Hands-On Data Science with R

Dr Graham Williams, PhD (ANU, Machine Learning Ensembles), BSc (Maths, Hons)
Data Scientist, Togaware and Australian Taxation Office
Adjunct Professor, Australian National University and University of Canberra
International Visiting Professor, Chinese Academy of Sciences

Preface

Welcome to our Data Science resources from Togaware. On this page we find drafts of chapters for an upcoming book on R Programming and Data Science. The material here is in various stages of completeness and I do request that if you make use of the material then please provide feedback. Our aim is to freely provide extensive material to support the Data Scientist.

Togaware also provides a unique offering of on-site hands-on training using R for Data Science. We offer traditional out-of-office training courses, but we find more effective learning can occur hands-on on-site. We offer one of the world's leading Data Scientists to work alongside and mentor your staff over one or two weeks. We work confidentially on actual projects with training "on-the-job" provided by a professional with 30 years experience in the industry and author of the best selling book on Data Mining with Rattle and R. Contact Togaware Training through training@togaware.com for details.

Our material here begins with an overview of how an organization should go about setting up their Analytics capability and then introduce the Data Scientist to the most fully featured yet cost effective toolkit available: R.

A word of warning though - be aware that IT departments will often mistakenly see Analytics like they see standard off-the-shelf software.
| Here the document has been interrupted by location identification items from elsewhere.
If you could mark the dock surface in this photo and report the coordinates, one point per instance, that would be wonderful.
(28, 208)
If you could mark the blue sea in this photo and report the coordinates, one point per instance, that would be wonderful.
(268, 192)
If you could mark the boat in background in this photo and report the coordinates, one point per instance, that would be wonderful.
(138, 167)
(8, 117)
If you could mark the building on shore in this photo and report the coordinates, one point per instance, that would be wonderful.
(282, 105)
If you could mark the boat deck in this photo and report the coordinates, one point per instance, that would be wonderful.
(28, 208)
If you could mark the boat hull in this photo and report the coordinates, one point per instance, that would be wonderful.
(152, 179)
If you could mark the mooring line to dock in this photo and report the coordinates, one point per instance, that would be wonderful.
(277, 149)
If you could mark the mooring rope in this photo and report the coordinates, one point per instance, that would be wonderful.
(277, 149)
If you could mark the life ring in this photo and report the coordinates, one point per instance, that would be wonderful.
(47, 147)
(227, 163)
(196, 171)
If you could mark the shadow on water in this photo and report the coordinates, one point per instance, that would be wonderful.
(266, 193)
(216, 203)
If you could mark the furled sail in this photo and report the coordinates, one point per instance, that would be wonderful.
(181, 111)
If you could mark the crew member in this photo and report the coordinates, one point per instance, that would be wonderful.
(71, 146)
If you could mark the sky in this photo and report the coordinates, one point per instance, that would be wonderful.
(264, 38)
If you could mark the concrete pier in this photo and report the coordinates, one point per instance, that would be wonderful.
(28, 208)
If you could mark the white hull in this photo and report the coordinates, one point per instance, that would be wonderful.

Some are getting it but many still have a journey to travel. Often the IT department will want to survey the available commercial products (and today there's hundreds of products available), seek advise and understanding from the vendors who all have their own vested interests to take care of (rather than seeking the advice of the practitioners), decide on one provider (the one true solution), purchase that product and required infrastructure, and believe that they have delivered an Analytics capability to support the organization for the next 10 years. This might work well for traditional and mature products like accounting software and data warehouses and transaction processing, but I've seen millions wasted on software by ICT departments simply not getting it.
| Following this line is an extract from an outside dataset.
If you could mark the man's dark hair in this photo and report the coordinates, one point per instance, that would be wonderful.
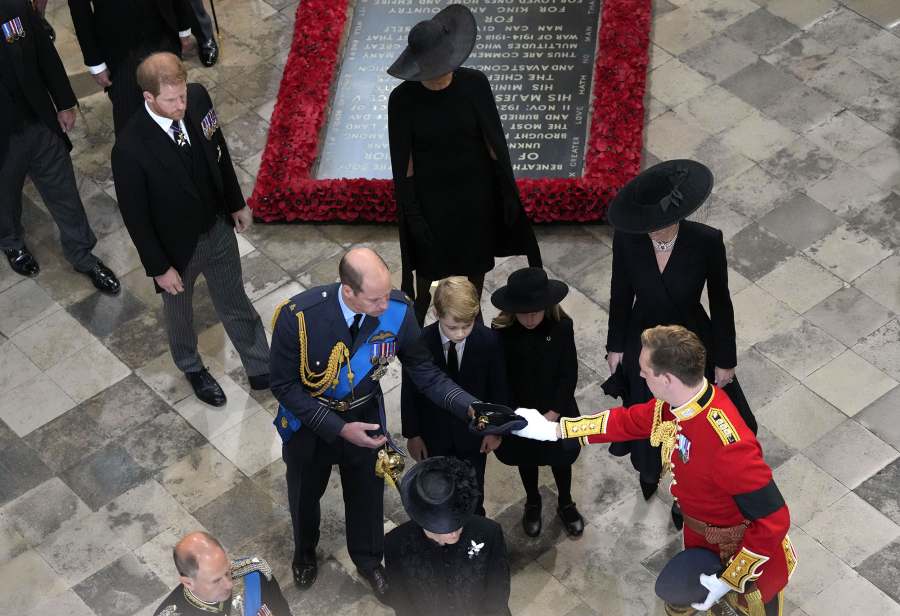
(186, 564)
Analytics is about the skill of a Data Scientist using a variety of tools and platforms that are changing quickly. Today's multi-million investment will quickly go out the window - so please don't do it - save the money for your organisation by investing in the skills of your people rather than expensive closed-source software when even more powerful alternative open source software is available.

Instead of expensive deployments that will live stably for the next 10 years, modernise your culture to be prepared for agile and inexpensive deployments that will grow and change rapidly. Some of the investment we might quickly move on from and we need to be prepared to do so - it's not easy to move on from very expensive software packages.

See Analyst First for further views along these lines.

Our on-line resources, including Hands-On Data Science, weave together a collection of freely available and open source tools for the Data Scientist. The tools are all part of the R Statistical Software Suite. Each chapter provides a great place to start the journey as a data scientist and from a training point of view (and part of Togaware's business) provides a chance to decide whether to engage our hands-on training experts.

The material here aims to be a hands-on guide and then used as a reference guide. Each section aims to be a bite sized chunk for hands-on learning, building on what has gone before. Many chapters also have a lecture pack and a laboratory session where a number of tasks can be completed. The R code sitting behind each chapter is also provided and can be easily run standalone to replicate the material presented in the chapter.

The material is always under development! Chapters will change (and hopefully improve) regularly. Links preceded with a * are more well developed. All of the material here is provided under a Creative Commons Attribution-NonCommercial-ShareAlike 4.0 International License allowing access to everyone for any purpose (except commercial) and is provided at no cost. You are welcome but certainly not required to assist in helping cover the costs of providing this material through a $40 contribution using PayPal. Your support encourages further development of this resource as does feedback, suggestions, and ideas, which are always welcome.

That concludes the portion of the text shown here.